Full policy in docs/SUPPLY_CHAIN.md. Threat model in THREAT_MODEL.md.
| Severity | Default gate | Examples |
|---|---|---|
| 🔴 Critical | Fails CI | Verified live credential · public table without RLS · workflow command injection · vulnerable MCP SDK · verified system-prompt extraction |
| 🟠 High | Fails CI | Route without auth · generic-advice leak · CVE ≥ 7.0 · missing runtime LLM guardrails |
| 🟡 Medium | Reports only | Missing CSP · unpinned non-MCP dep |
| 🟢 Low | Reports only | Suboptimal Referrer-Policy |
Override via the fail-on: input. Allowlist entries need a reason, an acknowledged_by, and an expires within 365 days — see docs/SUPPRESSIONS.md.

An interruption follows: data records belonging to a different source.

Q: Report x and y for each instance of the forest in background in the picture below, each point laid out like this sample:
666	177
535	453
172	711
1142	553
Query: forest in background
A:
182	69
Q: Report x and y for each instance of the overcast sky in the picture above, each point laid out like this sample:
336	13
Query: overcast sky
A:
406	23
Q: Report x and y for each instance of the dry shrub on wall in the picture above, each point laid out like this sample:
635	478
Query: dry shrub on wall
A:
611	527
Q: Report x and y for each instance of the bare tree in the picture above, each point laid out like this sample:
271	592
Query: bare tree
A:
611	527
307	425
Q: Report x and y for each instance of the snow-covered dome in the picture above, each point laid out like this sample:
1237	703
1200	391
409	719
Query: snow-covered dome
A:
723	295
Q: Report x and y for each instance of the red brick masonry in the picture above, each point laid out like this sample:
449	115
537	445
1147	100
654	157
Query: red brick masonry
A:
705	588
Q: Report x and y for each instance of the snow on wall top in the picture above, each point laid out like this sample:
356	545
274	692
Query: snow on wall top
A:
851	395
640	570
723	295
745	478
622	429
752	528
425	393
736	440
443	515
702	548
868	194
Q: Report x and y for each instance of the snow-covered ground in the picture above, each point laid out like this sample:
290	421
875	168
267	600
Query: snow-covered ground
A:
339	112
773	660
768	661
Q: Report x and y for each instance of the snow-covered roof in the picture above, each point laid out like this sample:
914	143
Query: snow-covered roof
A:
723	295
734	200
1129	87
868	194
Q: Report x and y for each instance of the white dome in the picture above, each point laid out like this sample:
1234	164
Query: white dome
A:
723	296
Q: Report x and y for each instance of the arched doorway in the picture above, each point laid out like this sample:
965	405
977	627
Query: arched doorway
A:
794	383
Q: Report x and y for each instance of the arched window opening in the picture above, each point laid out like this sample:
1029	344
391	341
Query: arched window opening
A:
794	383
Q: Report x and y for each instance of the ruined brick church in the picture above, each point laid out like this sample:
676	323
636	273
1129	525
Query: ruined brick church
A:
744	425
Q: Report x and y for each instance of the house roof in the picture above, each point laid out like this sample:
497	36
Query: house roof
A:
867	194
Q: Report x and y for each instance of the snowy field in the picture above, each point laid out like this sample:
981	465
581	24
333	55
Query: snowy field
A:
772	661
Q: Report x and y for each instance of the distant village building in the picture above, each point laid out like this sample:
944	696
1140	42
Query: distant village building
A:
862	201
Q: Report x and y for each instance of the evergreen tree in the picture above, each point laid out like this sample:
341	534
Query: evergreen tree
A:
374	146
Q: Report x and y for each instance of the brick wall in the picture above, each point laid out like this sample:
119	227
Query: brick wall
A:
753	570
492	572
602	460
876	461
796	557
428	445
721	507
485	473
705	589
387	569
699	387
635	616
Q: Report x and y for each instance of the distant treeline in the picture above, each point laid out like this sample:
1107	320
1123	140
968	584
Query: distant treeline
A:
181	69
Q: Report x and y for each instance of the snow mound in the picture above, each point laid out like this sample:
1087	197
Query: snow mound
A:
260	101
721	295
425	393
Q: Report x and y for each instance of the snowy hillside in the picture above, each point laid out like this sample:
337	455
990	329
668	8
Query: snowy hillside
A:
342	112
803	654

Baked into the tool because supply-chain choices are security choices:
| Project | Reason |
|---|---|
tj-actions/* · reviewdog/action-setup / -shellcheck / -staticcheck / -ast-grep / -typos / -composite-template |
CVE-2025-30066 / CVE-2025-30154 (Mar 2025 force-push compromise) |
aquasecurity/trivy-action by tag |
Mar 2026 tag force-push. The Trivy binary is fine; we invoke it directly from our vendored image. |
tfsec |
Deprecated, absorbed into Trivy — use Checkov. |
protectai/rebuff |
Archived May 2025. |
| HarmBench / AdvBench corpora in CI | MIT but contain toxic content. |
- v0.1 — scaffold: orchestrator + 9 probes + blue-team + SARIF + gate
- v0.2 — 37-test fixture suite + self-test CI
- v0.3 — pinned Dockerfile binaries + signed GHCR image
- v0.4 — promptfoo integration with
owasp:llmpreset + Lakera Mosscap/Gandalf corpora - v0.5 — Checkov wire-up + live Supabase catalog drift check
- v0.6 — Consumer-specific SARIF suppression helpers
- v1.0 — Marketplace publish, Scorecard ≥ 8, SLSA L3 signed, docs complete
PRs welcome once v1.0 is cut; until then we're stabilising the interface. Security issues → SECURITY.md. Probe additions → open an issue first to discuss severity + taxonomy mapping.
MIT. See LICENSE.
An open-source project from Kardoxa Labs. Built for agentic apps that take security seriously.